Dejah Joyner was pronounced dead about 7 p.m. Saturday at Winthrop-University Hospital in Mineola, Nassau police said -- 26 hours after the seventh-grader and Girl Scout who loved to dance was felled by a bullet to the brain inside her Dartmouth Street home. No arrests have been made.
Acting Nassau Police Commissioner Thomas Krumpter Sunday declined to confirm whether the investigation's focus was gangs or if Dejah or anyone else at the home was targeted.
"We're exploring all possible motives," Krumpter said. "There's nothing more horrific and heinous than a 12-year-old being shot in her living room while eating dinner. It's the act of a coward -- it really is. We will leave no stone unturned and we're gonna arrest this suspect and bring him to justice."
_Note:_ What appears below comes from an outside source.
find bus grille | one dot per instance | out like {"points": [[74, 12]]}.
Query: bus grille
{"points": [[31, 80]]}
A law enforcement source with knowledge of the investigation said detectives are looking at possible links between the shooting and the long-running Bloods-Crips gang feud in the neighborhood and other parts of Nassau, as well as disputes involving other local gangs.
Several known gang members and gang-associated drug dealers in the area are being probed in connection with the case, the source said. The area around the house where Dejah was shot has been the site of prior suspected drug dealing and related violence, and one of the home's occupants may have been targeted in the past as part of gang-related violence, the source said.
Krumpter said he could not speak to any specific incidents when asked about drug dealing and violence around the home, but added: "Homicide has been interviewing everybody in the neighborhood and investigating any kind of criminal activity in the immediate vicinity of the house."
Solving the case is the department's "top investigatory priority" and "significant" resources are being brought to bear, Krumpter said, including the Homicide Squad and Intelligence Unit. Investigators have not yet determined whether a handgun or another more high-powered weapon was used, Krumpter said.
"We have received a number of tips through the tip line and information from the public and they're all being vetted at this time," said Krumpter, referencing the CrimeStoppers tip line, which has offered a $75,000 reward for information that leads to an arrest.
Meanwhile, Dejah's grief-stricken parents -- her father clutching a stuffed animal -- attended a prayer vigil Sunday at Antioch Baptist Church in Hempstead, where hundreds turned out to mourn Dejah and decry gun violence. Family members did not speak to the assembled crowd, but later Dejah's mother could be heard crying inside the church.
"My heart is broken, my heart goes out to the family," said Hempstead Village Mayor Wayne Hall, who urged witnesses to come forward with information. "I'm really sick and tired of being sick and tired."
At the family's house Sunday, a bullet hole through a front window remained uncovered. Visitors came and went amid a heavy police presence.
Acting Nassau District Attorney Madeline Singas called Dejah's death "heartbreaking" in a statement Sunday.
"Dejah Joyner's life was violently cut short before she even had a chance to live it -- this is a heartbreaking tragedy and we will do everything in our power to make sure that the gunman is brought to justice," she said.
Also at the vigil was Hempstead Town Supervisor Kate Murray, who offered condolences to the family.
"She could've saved our world, but we'll never know," Murray said. "Hug your children a little tighter."